Abstract

Single-molecule (digital) immunoassays provide the ability to detect much lower protein concentrations than conventional immunoassays. As photon-upconversion nanoparticles (UCNPs) can be detected without optical background interference, they are excellent labels for so-called single-molecule upconversion-linked immunosorbent assays (ULISAs). We have introduced a UCNP label design based on streptavidin-PEG-neridronate and a two-step detection scheme involving a biotinylated antibody that efficiently reduces nonspecific binding on microtiter plates. In a microtiter plate immunoassay, individual sandwich immune complexes of the cancer marker prostate-specific antigen (PSA) are detected and counted by wide-field epiluminescence microscopy (digital readout). The digital detection is 16× more sensitive than the respective analogue readout and thus expands the limit of detection to the sub-femtomolar concentration range (LOD: 23 fg mL-1, 800 aM).
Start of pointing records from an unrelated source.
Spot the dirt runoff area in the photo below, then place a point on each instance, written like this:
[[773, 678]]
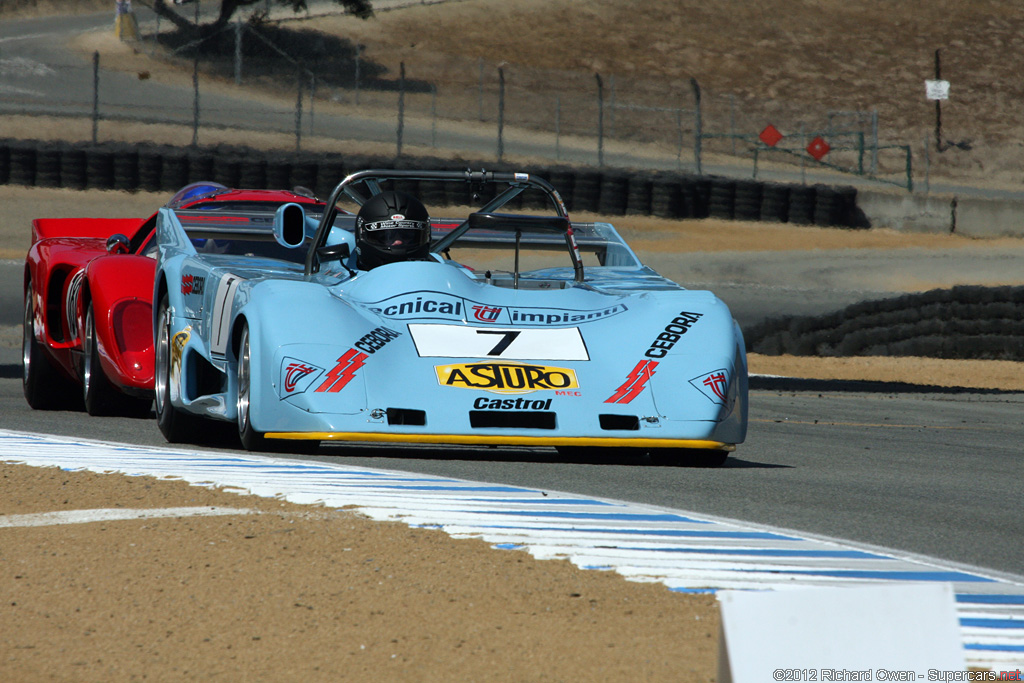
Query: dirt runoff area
[[281, 592]]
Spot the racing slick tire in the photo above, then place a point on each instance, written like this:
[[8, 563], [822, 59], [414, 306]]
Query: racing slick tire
[[252, 439], [176, 426], [45, 388], [688, 457], [100, 396]]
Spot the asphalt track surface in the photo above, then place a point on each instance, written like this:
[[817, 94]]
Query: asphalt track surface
[[936, 474], [42, 76]]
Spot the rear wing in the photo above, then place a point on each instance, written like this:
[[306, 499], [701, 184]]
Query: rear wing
[[100, 228]]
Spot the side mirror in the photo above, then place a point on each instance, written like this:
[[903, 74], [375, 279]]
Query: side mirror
[[118, 244], [334, 253], [290, 225]]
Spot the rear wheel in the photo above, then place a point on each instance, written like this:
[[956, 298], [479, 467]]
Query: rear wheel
[[45, 388], [99, 394], [176, 426]]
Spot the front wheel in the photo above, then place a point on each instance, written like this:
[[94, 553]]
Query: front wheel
[[688, 457], [99, 394], [176, 425], [45, 388]]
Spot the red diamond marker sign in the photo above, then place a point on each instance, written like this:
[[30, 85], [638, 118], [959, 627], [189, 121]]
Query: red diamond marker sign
[[818, 147], [770, 135]]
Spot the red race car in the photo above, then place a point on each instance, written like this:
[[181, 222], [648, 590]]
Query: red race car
[[88, 303]]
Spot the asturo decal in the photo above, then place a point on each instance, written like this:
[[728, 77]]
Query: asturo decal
[[634, 384], [506, 377], [715, 385], [297, 376], [193, 285]]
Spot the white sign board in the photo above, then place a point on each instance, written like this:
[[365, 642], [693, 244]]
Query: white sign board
[[937, 89], [888, 632]]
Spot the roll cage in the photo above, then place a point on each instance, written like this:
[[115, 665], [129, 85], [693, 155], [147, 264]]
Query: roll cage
[[361, 185]]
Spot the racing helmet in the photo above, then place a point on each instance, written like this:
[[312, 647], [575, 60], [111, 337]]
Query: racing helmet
[[391, 226]]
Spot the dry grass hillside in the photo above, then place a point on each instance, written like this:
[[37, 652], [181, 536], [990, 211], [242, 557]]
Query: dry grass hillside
[[783, 61]]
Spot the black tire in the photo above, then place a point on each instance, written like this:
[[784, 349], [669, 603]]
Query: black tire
[[126, 168], [688, 457], [638, 199], [252, 173], [44, 386], [802, 205], [200, 165], [48, 166], [176, 426], [251, 439], [23, 164], [665, 196], [748, 204], [100, 396], [173, 172], [722, 203], [613, 195]]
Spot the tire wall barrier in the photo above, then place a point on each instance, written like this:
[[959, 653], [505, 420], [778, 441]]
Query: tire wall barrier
[[130, 167], [963, 323]]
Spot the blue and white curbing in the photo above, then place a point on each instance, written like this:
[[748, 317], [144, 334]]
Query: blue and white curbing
[[687, 552]]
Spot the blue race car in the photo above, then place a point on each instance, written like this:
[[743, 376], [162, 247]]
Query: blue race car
[[377, 323]]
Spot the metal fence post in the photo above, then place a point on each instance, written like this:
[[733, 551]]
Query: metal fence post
[[358, 57], [558, 127], [196, 101], [401, 107], [697, 125], [312, 101], [875, 141], [238, 52], [909, 169], [298, 114], [433, 115], [611, 107], [479, 91], [600, 120], [501, 113], [95, 95], [679, 144]]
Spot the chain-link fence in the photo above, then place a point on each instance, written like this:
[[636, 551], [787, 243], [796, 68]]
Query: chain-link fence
[[296, 81]]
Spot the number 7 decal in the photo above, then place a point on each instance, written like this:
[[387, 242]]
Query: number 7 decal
[[508, 336]]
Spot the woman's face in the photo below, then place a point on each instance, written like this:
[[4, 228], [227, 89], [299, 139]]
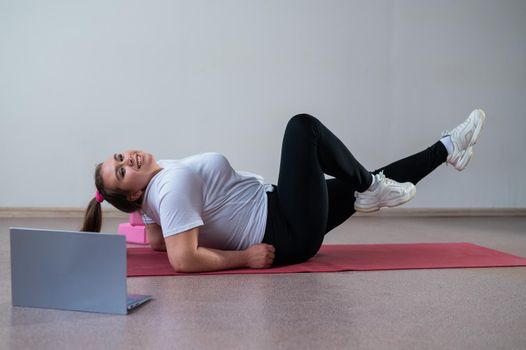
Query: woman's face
[[129, 172]]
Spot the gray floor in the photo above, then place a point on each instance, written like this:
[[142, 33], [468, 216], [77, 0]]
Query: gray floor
[[481, 308]]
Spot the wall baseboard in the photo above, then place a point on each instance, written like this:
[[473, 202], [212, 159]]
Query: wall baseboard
[[76, 213]]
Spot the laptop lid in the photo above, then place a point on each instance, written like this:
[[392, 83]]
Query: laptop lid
[[68, 270]]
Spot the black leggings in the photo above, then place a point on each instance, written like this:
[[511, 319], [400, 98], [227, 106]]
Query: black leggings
[[305, 206]]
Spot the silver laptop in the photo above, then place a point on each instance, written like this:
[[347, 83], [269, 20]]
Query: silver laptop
[[70, 270]]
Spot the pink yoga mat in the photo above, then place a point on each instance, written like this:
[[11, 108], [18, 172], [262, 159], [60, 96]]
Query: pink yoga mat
[[347, 257]]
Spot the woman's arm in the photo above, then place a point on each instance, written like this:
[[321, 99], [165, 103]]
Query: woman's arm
[[155, 237], [186, 256]]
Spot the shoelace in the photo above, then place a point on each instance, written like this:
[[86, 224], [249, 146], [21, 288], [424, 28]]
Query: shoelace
[[381, 178]]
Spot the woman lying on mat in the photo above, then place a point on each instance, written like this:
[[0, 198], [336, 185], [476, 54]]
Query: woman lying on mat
[[209, 217]]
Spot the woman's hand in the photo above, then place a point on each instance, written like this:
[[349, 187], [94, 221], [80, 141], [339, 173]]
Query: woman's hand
[[260, 256]]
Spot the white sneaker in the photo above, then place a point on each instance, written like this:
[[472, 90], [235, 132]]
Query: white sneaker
[[464, 137], [385, 193]]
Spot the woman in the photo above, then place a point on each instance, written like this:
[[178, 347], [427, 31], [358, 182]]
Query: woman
[[209, 217]]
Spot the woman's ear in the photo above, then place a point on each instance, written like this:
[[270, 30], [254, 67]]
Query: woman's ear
[[132, 197]]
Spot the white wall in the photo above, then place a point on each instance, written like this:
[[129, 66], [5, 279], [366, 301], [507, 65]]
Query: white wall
[[80, 80]]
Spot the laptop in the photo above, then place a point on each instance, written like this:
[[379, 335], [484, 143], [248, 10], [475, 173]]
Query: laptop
[[70, 270]]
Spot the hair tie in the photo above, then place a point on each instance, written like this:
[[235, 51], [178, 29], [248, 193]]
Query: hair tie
[[99, 197]]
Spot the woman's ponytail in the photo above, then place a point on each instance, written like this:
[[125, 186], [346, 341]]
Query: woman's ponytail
[[93, 217]]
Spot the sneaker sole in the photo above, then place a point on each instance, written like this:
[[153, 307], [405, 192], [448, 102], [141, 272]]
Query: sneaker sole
[[399, 201]]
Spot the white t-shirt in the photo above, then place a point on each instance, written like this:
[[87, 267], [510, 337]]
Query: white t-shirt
[[229, 207]]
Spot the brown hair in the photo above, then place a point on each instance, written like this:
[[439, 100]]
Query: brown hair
[[93, 216]]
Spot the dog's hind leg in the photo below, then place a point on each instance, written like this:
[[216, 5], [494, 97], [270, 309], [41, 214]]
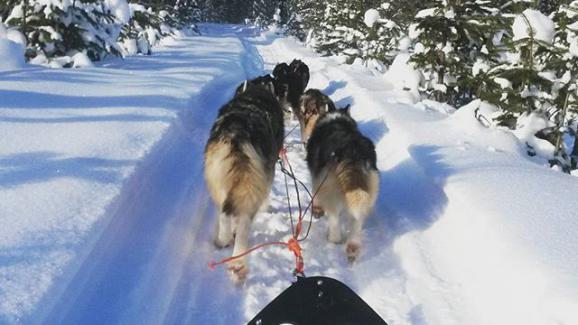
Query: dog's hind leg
[[353, 245], [224, 235], [334, 234], [238, 268]]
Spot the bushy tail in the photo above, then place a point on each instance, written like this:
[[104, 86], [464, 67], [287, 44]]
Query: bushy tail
[[248, 182], [359, 185]]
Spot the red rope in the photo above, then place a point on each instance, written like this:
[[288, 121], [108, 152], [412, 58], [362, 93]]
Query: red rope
[[292, 244]]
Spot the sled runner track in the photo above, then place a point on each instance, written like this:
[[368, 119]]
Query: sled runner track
[[149, 265], [393, 214]]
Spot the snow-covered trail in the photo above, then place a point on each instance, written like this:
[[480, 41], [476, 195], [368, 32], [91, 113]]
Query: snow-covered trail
[[461, 234], [109, 221], [145, 259]]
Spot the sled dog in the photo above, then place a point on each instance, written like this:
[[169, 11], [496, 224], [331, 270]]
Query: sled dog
[[240, 158], [342, 163], [265, 81], [313, 103], [291, 81]]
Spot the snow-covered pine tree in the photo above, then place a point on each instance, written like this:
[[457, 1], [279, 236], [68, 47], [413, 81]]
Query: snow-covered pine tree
[[453, 46], [342, 29], [563, 62], [144, 30], [309, 16], [66, 28], [526, 88], [263, 11], [383, 34]]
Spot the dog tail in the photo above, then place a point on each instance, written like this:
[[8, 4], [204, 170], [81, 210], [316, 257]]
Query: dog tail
[[248, 182], [359, 184]]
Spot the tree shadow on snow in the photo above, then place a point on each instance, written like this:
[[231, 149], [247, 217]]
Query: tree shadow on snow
[[43, 166], [410, 198], [333, 87]]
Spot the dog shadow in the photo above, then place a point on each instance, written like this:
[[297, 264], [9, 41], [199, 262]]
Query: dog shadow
[[411, 198], [344, 102], [333, 87]]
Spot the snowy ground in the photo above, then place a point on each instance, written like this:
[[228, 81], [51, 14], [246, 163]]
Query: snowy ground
[[105, 217]]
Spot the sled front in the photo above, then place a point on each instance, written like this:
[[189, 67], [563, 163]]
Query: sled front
[[317, 301]]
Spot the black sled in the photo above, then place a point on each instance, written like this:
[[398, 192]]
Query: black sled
[[317, 300]]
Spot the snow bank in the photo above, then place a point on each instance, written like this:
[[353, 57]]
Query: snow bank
[[468, 229], [542, 27], [70, 141], [403, 77]]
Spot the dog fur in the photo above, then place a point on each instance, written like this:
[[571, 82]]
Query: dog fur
[[342, 163], [290, 82], [312, 105], [240, 159], [265, 81]]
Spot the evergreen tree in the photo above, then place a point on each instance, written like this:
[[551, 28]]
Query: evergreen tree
[[56, 29], [454, 47]]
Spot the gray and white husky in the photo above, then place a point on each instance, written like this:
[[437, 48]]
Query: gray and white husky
[[342, 163], [240, 159]]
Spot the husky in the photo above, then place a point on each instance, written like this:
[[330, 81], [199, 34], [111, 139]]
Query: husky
[[240, 158], [312, 104], [290, 82], [342, 163], [265, 81]]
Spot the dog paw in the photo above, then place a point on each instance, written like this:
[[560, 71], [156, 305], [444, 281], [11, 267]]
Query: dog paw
[[222, 243], [334, 238], [238, 271], [317, 211], [352, 250]]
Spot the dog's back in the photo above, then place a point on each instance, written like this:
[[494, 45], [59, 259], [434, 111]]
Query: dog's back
[[240, 161], [312, 104], [242, 150], [343, 167]]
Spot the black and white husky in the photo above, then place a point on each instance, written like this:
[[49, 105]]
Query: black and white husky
[[240, 161], [342, 163], [265, 81], [290, 82], [312, 105]]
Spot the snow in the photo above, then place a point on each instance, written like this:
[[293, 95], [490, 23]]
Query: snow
[[70, 143], [542, 27], [81, 60], [103, 205], [426, 13], [371, 17], [120, 9]]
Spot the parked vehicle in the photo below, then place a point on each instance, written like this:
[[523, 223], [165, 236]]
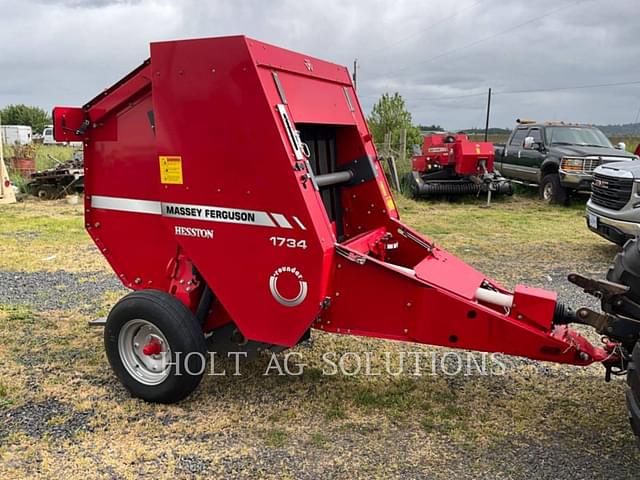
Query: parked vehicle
[[12, 134], [64, 179], [612, 210], [557, 157]]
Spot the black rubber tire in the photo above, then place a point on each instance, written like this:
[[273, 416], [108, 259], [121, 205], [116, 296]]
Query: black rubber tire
[[559, 194], [181, 330], [626, 271], [633, 394]]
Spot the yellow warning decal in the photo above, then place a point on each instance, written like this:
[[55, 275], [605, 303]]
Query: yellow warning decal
[[171, 170]]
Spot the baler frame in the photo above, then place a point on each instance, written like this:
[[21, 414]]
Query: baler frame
[[312, 241]]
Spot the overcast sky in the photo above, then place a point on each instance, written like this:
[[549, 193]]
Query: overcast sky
[[439, 55]]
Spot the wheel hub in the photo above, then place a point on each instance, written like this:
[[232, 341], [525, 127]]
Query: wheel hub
[[144, 351]]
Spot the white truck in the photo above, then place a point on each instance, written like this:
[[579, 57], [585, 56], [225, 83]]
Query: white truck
[[12, 134], [47, 138]]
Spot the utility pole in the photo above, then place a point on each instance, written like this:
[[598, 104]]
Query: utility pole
[[355, 74], [486, 125], [7, 195]]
The single molecule ULISA shows excellent correlation with an electrochemiluminescence reference method. Although the analogue readout can routinely measure PSA concentrations in human serum samples, very low concentrations have to be monitored after radical prostatectomy. Combining the digital and analogue readout covers a dynamic range of more than 3 orders of magnitude in a single experiment.